The technical team was commissioned in January 2004 headed by U.K Prime Minister’s Adviser on Public Service Reform Dr. Wendy Thomson. Other members of the team included members of the office of Public Service Reforms (OPRS), Center for Management and Policy Studies (CMPS) in the Cabinet Office, Consultant from the U.K and South Africa and service delivery team nominated by the Nigerian Government. The research was also carried out with the assistance of the Department for International Development (DFID) in Nigeria which made resources and expertise available. Their Team of Reference included:
_ To review service delivery in Nigeria
_ Examine institutional environment for service delivery
_ Reflect on people’s views and experiences and
_ Draw road map for Service Delivery Programme for Nigeria
The Team undertook analysis of official documents and other literature on service delivery generally. Key officials in government were interviewed and an independent market research was commissioned to test customers and staff attitudes. Policy decisions on service delivery from “cover to cover” were examined in five key services:
- Business registration ( Corporate Affairs Commission)
- Passport office (Nigerian Immigration Service)

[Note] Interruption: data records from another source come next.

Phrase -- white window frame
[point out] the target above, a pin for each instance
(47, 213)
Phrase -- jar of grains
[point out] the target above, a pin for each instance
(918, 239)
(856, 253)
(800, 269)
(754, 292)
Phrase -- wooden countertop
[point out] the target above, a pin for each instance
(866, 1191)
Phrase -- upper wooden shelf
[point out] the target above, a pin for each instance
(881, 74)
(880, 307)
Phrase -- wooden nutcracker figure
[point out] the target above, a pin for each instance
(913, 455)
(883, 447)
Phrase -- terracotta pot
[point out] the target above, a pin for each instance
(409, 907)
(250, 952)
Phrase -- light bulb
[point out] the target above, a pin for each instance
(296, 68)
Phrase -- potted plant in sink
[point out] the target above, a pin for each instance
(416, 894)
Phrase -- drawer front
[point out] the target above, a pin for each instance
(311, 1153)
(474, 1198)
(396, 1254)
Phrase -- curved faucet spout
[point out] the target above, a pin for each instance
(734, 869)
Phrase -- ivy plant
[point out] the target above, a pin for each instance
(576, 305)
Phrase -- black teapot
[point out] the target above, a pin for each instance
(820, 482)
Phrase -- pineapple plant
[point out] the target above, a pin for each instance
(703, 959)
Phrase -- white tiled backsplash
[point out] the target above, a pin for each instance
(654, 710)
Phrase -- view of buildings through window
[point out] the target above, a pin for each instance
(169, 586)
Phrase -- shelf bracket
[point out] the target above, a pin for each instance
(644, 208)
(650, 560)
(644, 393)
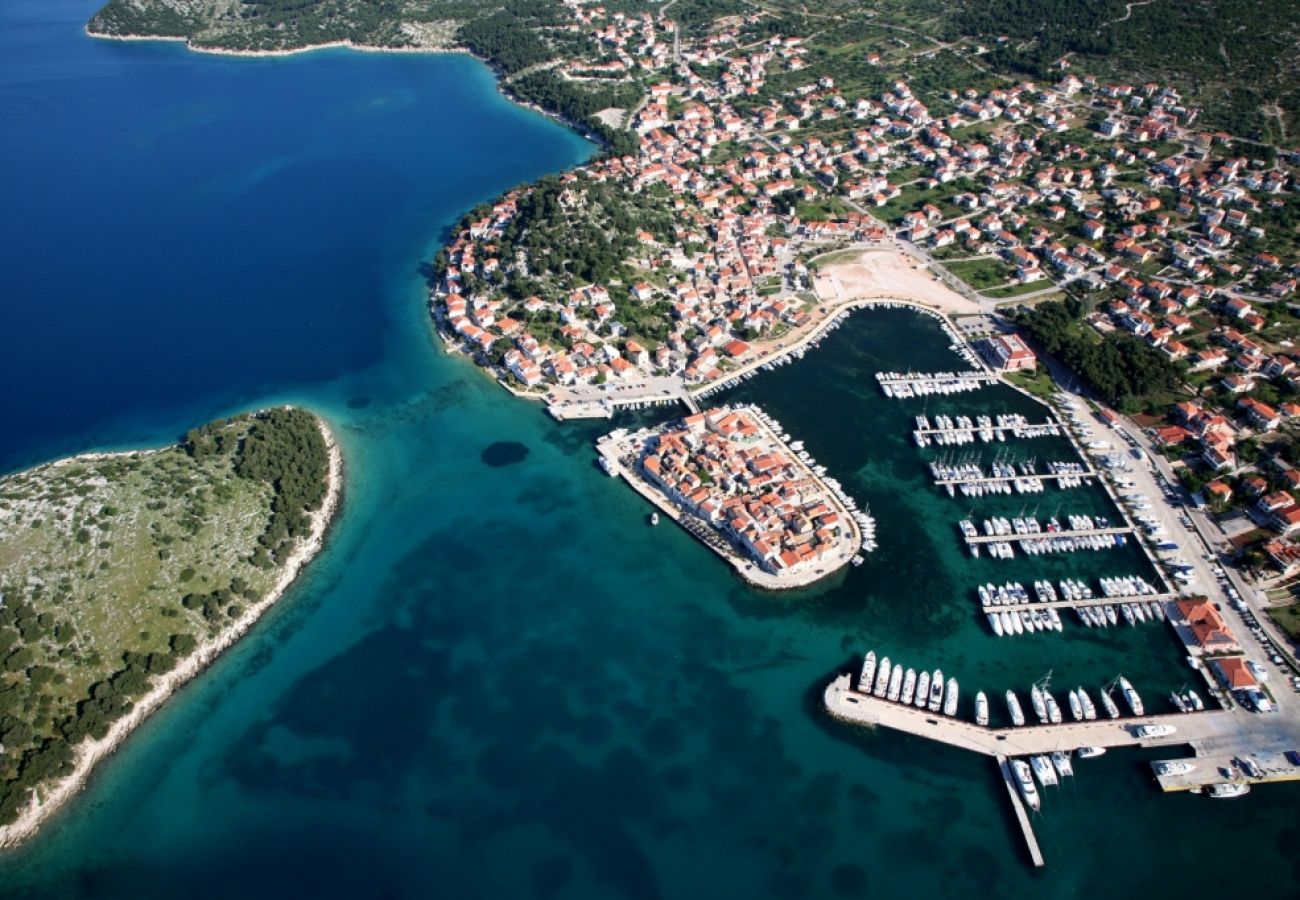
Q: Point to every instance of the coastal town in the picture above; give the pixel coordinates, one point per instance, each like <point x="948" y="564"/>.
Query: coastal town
<point x="752" y="496"/>
<point x="1035" y="303"/>
<point x="775" y="195"/>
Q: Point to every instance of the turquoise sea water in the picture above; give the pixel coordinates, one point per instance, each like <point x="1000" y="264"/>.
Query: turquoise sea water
<point x="497" y="680"/>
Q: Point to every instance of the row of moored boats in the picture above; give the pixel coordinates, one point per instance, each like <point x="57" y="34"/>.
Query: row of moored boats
<point x="902" y="385"/>
<point x="910" y="688"/>
<point x="1038" y="539"/>
<point x="954" y="431"/>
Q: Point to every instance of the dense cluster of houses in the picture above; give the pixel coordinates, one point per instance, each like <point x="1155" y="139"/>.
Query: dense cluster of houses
<point x="1104" y="215"/>
<point x="726" y="468"/>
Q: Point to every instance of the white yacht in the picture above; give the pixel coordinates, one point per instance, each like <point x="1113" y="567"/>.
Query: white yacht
<point x="1026" y="783"/>
<point x="1090" y="712"/>
<point x="1155" y="730"/>
<point x="1013" y="706"/>
<point x="1131" y="696"/>
<point x="1043" y="770"/>
<point x="883" y="678"/>
<point x="869" y="673"/>
<point x="895" y="689"/>
<point x="1109" y="704"/>
<point x="909" y="687"/>
<point x="936" y="691"/>
<point x="1053" y="709"/>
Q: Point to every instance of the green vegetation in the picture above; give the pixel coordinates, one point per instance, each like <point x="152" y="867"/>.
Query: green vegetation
<point x="1038" y="383"/>
<point x="113" y="569"/>
<point x="1288" y="618"/>
<point x="980" y="273"/>
<point x="1235" y="56"/>
<point x="1119" y="367"/>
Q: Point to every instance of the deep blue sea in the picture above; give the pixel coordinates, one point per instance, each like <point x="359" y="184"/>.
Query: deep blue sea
<point x="498" y="680"/>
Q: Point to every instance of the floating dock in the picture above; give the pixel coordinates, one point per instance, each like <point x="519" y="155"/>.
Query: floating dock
<point x="1047" y="535"/>
<point x="1210" y="727"/>
<point x="1080" y="604"/>
<point x="1013" y="790"/>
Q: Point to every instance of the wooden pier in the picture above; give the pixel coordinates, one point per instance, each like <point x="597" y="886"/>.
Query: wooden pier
<point x="1013" y="790"/>
<point x="995" y="479"/>
<point x="1080" y="604"/>
<point x="1212" y="727"/>
<point x="1000" y="432"/>
<point x="1222" y="767"/>
<point x="970" y="377"/>
<point x="1041" y="535"/>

- Immunization (Maitama General Hospital)
- Hospital Out Patient Department (Maitama General Hospital FCT )
- National Electric Power Authority (NEPA) now Power Holding Company of Nigeria (PHCN).

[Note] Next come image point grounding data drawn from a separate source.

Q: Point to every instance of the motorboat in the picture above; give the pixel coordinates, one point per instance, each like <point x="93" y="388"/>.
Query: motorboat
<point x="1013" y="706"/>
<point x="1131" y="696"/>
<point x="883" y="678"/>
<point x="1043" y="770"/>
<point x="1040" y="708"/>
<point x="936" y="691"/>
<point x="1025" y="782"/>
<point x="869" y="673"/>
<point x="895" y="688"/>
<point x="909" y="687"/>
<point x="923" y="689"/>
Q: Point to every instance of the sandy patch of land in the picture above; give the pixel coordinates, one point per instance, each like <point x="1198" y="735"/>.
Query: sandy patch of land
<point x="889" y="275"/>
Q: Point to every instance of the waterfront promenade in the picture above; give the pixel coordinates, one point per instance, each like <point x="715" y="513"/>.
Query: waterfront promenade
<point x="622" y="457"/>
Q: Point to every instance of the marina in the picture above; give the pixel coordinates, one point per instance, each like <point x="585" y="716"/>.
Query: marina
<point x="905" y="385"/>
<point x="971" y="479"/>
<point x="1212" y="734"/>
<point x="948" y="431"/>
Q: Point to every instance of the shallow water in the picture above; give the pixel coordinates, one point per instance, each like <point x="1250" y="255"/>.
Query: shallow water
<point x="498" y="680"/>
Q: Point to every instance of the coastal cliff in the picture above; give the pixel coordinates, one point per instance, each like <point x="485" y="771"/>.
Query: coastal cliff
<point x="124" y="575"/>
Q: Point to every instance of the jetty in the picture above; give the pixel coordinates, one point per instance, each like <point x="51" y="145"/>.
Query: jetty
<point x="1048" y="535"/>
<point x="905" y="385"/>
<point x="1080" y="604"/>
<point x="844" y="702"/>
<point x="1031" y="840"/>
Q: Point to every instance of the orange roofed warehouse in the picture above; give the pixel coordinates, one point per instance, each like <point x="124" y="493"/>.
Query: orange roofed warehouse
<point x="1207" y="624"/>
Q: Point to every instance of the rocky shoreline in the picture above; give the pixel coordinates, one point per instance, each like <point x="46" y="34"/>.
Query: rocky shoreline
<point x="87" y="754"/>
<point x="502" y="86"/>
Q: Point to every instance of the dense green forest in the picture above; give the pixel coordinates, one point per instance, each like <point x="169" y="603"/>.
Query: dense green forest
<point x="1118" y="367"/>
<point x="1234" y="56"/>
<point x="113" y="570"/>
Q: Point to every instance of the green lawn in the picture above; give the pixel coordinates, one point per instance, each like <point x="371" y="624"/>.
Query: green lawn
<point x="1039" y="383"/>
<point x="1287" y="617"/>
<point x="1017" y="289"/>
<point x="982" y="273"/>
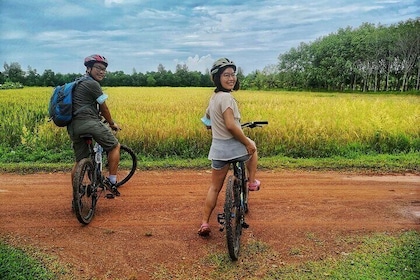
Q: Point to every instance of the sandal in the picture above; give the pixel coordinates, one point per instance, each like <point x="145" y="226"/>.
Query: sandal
<point x="254" y="186"/>
<point x="204" y="230"/>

The research took over three to four weeks only because the case studies were few and confined to FCT. Some of the facilities visited most likely do not represent the full scale problems and challenges. Despite the evident limitations of the team, the team identified consistent pattern of POOR SERVICES, FAILURE TO MEET LOW EXPECTATIONS? In February 2004, SERVICE DELIVERY IN NIGERIA: A ROAD MAP” was published. A special Presidential Retreat was organized in March 2004 to deliberate on the report. President Olusegun Obasanjo GCFR remarked that the retreat was to assert their ownership of the invitation to serve Nigerians better and accept full responsibility to drive it to a successful end. The report of the findings and recommendations from the research team was adopted by Mr. President and his Executive Council in that retreat.
At the conclusion of the Special Presidential Retreat on Service Delivery in Nigeria, the President and his Ministers entered into Service Compact with all Nigerians – hence the birth of SERVICOM on 21st March 2004. The Compact’s Core provision says: “We dedicate ourselves to providing the basic services to which each citizen is entitled, timely, fairly, honestly, effectively and transparently”. By SERVICOM, all Ministries, Parastatals and Agencies were mandated to prepare and publish not later than 1st July 2004, SERVICOM Charter which will provide the following information:
- Quality services designed around customers’ requirements
- Set out citizens’ entitlements in ways they can readily understand
- List of fees payable and prohibit illegal demands
- Commitment to provision of services within realistic time- frames
- Specified officials to whom complaints may be addressed
- Publish these details in conspicuous places accessible to the public
- Conduct and publish surveys of customer satisfaction.
BROAD OBJECTIVES OF SERVICOM
Among the major objectives of SERVICOM include:
- To provide quality service to the people
- To set out the entitlement of the citizens
- To ensure good leadership
- To educate the citizens (customers) on their rights
- To empower public officers to be alert to their responsibilities in providing improved, efficient, timely and transparent service.